# My Solution
pattern = r"[Pp]ython ?([\d.]+)"
# DQ Solution
# pattern = r"[Pp]ython ([\d\.]+)"
py_versions = titles.str.extract(pattern, flags=re.I, expand=False)
py_versions_titles = titles[titles.str.contains(pattern, flags=re.I)]
py_versions_freq = dict(py_versions.value_counts())
What I expected to happen:
dict (<class 'dict'>)
What actually happened:
dict (<class 'dict'>)
Notice the counting differences for
4. There was some discussion on this in a closed post for a different question (Regex to extract Python versions)
From what I can tell this line
19458 Transition to Python4 won't be like Python3(we've learned our lesson)
Is the culprit. It appears in my solution, but not the DQ solution. It does mention two different versions though.
Perhaps the question isn’t explicit enough? Should there only be one instance of a Python version per title? That doesn’t make sense. Help?
The instruction reads. . .
Write a regular expression pattern which will match
python, followed by a space, followed by one or more digit characters or periods.
Emphasis added by me. You’re not dealing with this part correctly.
Oh man. Well I appreciate you pointing that out. Your emphasis helps. Maybe DQ should update the exercise?
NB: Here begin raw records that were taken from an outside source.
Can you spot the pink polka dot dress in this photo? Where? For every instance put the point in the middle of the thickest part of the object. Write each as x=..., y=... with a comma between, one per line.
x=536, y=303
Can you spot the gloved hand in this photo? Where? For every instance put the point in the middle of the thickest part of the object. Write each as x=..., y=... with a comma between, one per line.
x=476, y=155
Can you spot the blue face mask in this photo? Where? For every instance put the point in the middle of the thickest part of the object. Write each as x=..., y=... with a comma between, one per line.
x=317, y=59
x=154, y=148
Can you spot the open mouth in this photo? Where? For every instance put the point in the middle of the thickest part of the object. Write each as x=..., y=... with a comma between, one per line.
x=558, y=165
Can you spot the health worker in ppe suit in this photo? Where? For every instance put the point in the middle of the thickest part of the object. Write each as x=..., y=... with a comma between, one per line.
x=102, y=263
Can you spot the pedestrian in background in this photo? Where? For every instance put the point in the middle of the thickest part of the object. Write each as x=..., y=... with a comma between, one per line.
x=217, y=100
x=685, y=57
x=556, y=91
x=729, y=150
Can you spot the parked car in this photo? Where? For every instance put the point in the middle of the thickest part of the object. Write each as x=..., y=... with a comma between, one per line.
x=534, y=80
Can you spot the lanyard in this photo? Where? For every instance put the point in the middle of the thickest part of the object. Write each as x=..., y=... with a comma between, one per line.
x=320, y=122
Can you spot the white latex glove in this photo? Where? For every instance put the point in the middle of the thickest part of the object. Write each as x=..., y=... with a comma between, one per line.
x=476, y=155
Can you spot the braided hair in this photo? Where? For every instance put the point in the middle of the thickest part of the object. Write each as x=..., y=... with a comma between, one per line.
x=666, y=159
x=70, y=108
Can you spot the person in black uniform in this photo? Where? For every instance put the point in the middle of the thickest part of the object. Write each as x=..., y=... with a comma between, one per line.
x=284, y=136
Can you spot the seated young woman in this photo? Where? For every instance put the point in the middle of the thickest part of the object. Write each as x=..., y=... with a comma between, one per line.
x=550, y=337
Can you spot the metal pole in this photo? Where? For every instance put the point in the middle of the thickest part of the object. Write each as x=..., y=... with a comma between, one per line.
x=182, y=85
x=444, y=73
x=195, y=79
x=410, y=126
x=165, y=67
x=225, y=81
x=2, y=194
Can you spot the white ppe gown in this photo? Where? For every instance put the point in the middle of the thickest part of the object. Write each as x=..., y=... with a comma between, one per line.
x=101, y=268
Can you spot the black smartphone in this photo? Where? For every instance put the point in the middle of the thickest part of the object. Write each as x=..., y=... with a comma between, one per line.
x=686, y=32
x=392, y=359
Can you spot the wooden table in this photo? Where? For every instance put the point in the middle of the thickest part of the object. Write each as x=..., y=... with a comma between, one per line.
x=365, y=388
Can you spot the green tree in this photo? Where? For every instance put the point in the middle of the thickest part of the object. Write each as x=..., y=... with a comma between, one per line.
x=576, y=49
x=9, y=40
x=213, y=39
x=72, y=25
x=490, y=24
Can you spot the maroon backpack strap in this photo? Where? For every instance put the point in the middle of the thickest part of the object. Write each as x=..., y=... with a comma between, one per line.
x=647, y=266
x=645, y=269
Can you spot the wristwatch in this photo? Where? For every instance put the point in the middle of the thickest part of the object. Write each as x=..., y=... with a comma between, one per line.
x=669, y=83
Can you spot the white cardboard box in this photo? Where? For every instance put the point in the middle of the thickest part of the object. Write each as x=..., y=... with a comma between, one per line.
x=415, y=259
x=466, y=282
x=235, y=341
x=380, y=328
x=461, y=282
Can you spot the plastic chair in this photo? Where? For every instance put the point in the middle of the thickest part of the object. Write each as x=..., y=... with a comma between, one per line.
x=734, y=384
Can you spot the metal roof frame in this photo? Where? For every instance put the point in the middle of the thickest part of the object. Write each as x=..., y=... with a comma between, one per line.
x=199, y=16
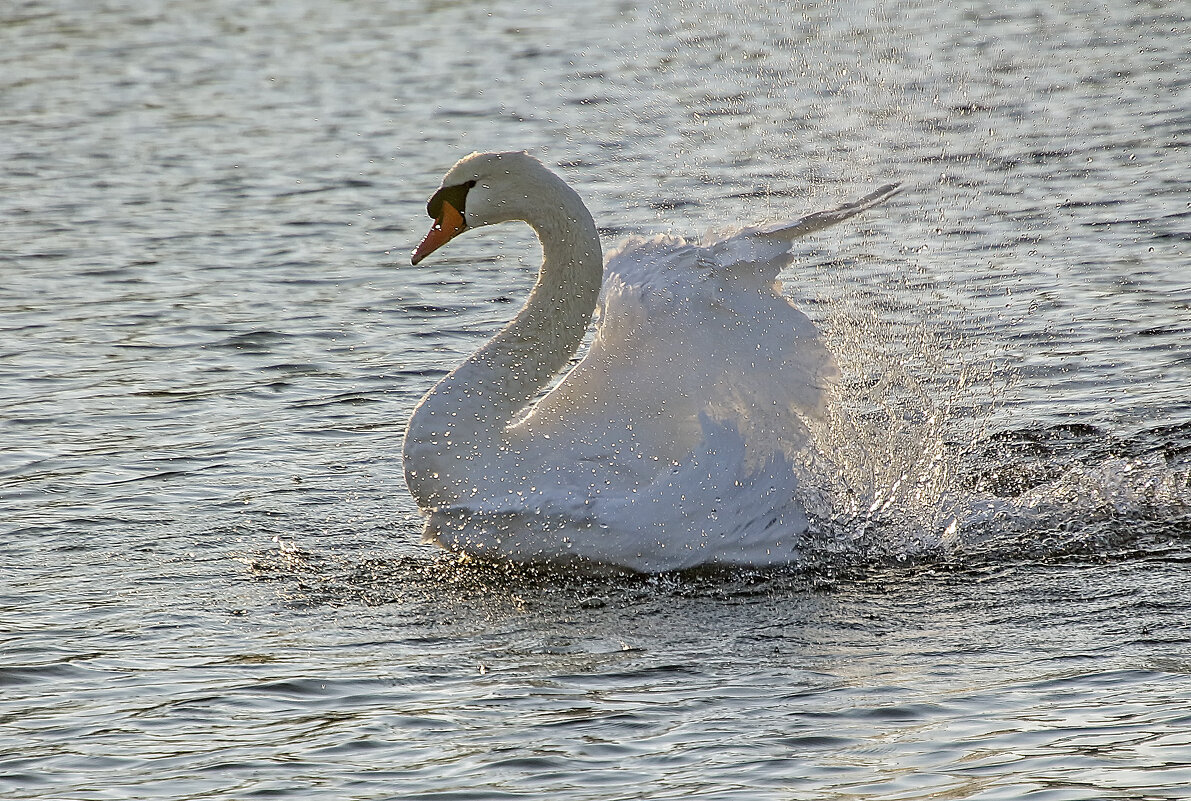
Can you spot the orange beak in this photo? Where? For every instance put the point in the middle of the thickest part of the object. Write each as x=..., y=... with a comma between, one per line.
x=448, y=226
I’m still confused though. Isn’t the point to find Python mentions and their subsequent version numbers? This DQ solution leaves one out altogether. I guess we’re supposed to solve it as explicitly as possible?
That’s right. However, where do you draw the line? Would “Python three” count? What about something like “… project in Python 3 years ago. . .”?
As a human, you can tell which should be captured as versions, and which shouldn’t. But can you really?
- They worked on this project in Python 3 years ago.
- They worked on this project in Python three years ago.
So there are two layers here:
- Regex not being powerful enough to resolve all the ambiguities
- The ambiguity not being actually resolvable
You do the best you can keeping in mind the cost/benefit.
Dang that’s a great point. So it hits a point where I should cut my losses and just use the bulk of the correct answers since we can’t sort them all without going one by one. Or using a more powerful computer (AI)?
Using machine learning for this could potentially be a solution, but it’s not going to be often that it justifies the cost. Let’s also not forget that sometimes the title just isn’t enough, it’s objectively ambiguous in a way that can’t be resolved, no machine learning is going to be able to handle that perfectly.
Speaking of perfection, machine learning is anti-perfection by design. It just tries to be really, really good — never perfect. So you’d still miss some. What was done here is already very good, by my estimation.